Dans son compte rendu de l’ouvrage de Schuon De l’unité transcendante des religions, l’islamologue Mohammed Arkoun reproche à Schuon d’avoir une conception romantique de l’islam et de négliger les problèmes sociaux et matériels qui se posent aux musulmans dans la vie quotidienne. Il dénonce le « conservatisme épistémologique », qui est propre, selon lui, non seulement à Schuon mais à un certain nombre d’« apologètes chaleureux » de l’islam en Occident, lesquels sont écrivains, universitaires ou ésotéristes et propagent une vision mythologique de cette religion188.
Le professeur Harry Oldmeadow souligne que Schuon ne se contente pas d’exposer la philosophia perennis, mais qu’il en dégage une thérapie spirituelle adaptée aux exigences de son époque189.

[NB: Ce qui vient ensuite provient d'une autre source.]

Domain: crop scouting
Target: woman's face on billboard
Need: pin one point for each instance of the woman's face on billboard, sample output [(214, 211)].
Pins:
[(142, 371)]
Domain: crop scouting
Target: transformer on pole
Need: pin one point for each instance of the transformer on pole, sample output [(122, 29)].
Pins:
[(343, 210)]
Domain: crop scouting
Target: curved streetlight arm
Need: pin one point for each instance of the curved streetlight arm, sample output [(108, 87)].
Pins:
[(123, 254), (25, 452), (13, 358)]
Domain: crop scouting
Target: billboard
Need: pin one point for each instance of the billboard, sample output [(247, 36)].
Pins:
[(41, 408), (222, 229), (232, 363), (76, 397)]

L’universitaire américain Gregory A. Lipton relève dans son texte De-Semitizing Ibn ʿArabī: Aryanism and the Schuonian Discourse of Religious Authenticity, l’influence que la notion de peuples aryens et sémites exerce sur le regard nuancé que porte Schuon sur l’œuvre d’Ibn Arabi ainsi que sur le soufisme confrérique exotérisant (appelé par Schuon « soufisme moyen » ou « ordinaire »)190.

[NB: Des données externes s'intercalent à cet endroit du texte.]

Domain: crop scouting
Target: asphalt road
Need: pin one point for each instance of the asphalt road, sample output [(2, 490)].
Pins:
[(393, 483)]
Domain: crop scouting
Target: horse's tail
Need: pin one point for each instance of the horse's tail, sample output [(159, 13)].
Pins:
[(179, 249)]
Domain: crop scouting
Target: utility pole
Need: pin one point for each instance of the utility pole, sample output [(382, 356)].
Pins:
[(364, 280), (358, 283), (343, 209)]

Après avoir cité le passage où Schuon considère que « l’univers est tissé non seulement de principes mais aussi d’impondérables ; aux qualités mathématiques se joignent les qualités musicales », l’essayiste et poète Jean Biès estime que « c’est cette même plasticité qui permet à la pensée de Schuon de se fondre en quelque sorte dans les différentes traditions dont il traite, d’en épouser les formes, d’en intégrer l’esprit jusqu’à l’osmose, d’en interpréter les paysages et d’ordonner entre elles de véritables cascades de synthèses toujours irisées de beauté »191.
L’auteur Patrick Ringgenberg, dans une perspective agnostique192, entend réfuter la thèse schuonienne selon laquelle le gnostique, par l’intuition intellectuelle, pourrait « voir les choses telles qu’elles sont », donc objectivement ; et d’ajouter : « On ne peut que constater, chez Schuon comme chez Guénon, une même confusion entre la prétention de leur perspective et une universalité qui, en réalité, se confond avec leurs limites subjectives et culturelles »193.
L’écrivain Jean Hani (1917-2012) établit un lien entre le don artistique et poétique de Frithjof Schuon, et « la chaleur qui accompagne toutes ses évocations des réalités et des expériences d’ordre spirituel », en comparant cette approche à la « froideur » d’œuvres métaphysiques dépourvues « d’amour dévotionnel », qui donnent le sentiment que leurs auteurs n’ont pas « pénétré vitalement la doctrine »194. Parallèlement, et à l’encontre du point de vue religieux et de la philosophie moderne, Hani corrobore l’assertion guénonienne et schuonienne attestant la possibilité pour l’intellect de connaître le réel : « cette connaissance de l’Absolu et de l’Infini constitue le fond même de l’Intellect et c’est lui qui permet son objectivité et son illimitation »195.
Le compositeur John Tavener est l’auteur des Schuon Lieder (2003, cycle de chansons pour soprano et ensemble) sur des poésies de Frithjof Schuon196.